Groups such as Verified Voting have lobbied for audits and back-up paper ballots in all 50 states, warning that voting machines which rely solely on digital components may be susceptible to tampering and manipulation. While most states already offer such fail-safes, some states and many lesser funded counties still lack a voter verifiable paper trail.
Election officials seem to agree that the general trend will be going from a reactive posture to a more proactive one in securing and verifying the election process.
“We know there will be progress compared to where we were in 2016,” added Lawson, “but we must also expect increasingly more sophisticated threats as well.”
1 See National Association of Secretaries of State (NASS), “Key Facts & Findings on Cybersecurity and Foreign Targeting of the 2016 Elections,” March 20, 2017.

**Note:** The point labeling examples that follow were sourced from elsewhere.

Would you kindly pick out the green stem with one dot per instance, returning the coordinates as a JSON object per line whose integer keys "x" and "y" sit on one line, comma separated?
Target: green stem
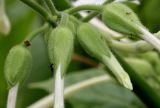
{"x": 93, "y": 14}
{"x": 84, "y": 7}
{"x": 40, "y": 10}
{"x": 35, "y": 33}
{"x": 51, "y": 7}
{"x": 90, "y": 16}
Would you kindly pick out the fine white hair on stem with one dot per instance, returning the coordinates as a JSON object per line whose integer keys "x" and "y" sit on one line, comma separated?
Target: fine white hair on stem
{"x": 12, "y": 96}
{"x": 48, "y": 100}
{"x": 150, "y": 38}
{"x": 59, "y": 89}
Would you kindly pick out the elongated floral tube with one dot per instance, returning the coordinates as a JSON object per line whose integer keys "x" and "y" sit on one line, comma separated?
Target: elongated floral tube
{"x": 17, "y": 65}
{"x": 121, "y": 18}
{"x": 91, "y": 40}
{"x": 4, "y": 21}
{"x": 60, "y": 47}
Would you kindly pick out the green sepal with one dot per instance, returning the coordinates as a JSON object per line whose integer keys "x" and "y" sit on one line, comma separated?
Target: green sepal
{"x": 4, "y": 21}
{"x": 121, "y": 18}
{"x": 18, "y": 64}
{"x": 91, "y": 40}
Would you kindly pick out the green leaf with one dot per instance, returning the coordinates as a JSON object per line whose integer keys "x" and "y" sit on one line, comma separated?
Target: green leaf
{"x": 102, "y": 95}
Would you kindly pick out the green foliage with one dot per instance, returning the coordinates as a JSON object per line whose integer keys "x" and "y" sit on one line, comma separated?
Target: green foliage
{"x": 60, "y": 47}
{"x": 61, "y": 36}
{"x": 121, "y": 18}
{"x": 17, "y": 65}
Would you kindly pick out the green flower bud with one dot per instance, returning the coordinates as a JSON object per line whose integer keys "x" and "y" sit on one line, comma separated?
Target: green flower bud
{"x": 121, "y": 18}
{"x": 4, "y": 21}
{"x": 60, "y": 47}
{"x": 17, "y": 65}
{"x": 91, "y": 40}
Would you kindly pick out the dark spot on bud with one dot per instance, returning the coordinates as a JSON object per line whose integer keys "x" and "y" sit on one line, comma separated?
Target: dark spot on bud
{"x": 27, "y": 43}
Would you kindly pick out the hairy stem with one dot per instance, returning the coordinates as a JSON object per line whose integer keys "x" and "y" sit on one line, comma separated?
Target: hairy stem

2 Federal Bureau of Investigation Flash Alert, “Targeting Activity Against State Board of Election Systems,” August 18, 2016.
3 Testimony before U.S. Election Assistance Commission (EAC) Public Hearing on Critical Infrastructure Designation. April 4, 2017.
5 Statement by Secretary Johnson Concerning the Cybersecurity of the Nation’s Election Systems, U.S. Department of Homeland Security. September 16, 2016.
6 Taylor, Mac. “The 2017–2018 Budget: Considering the State’s Role in Elections.” California Legislative Analyst’s Office. March 30, 2017.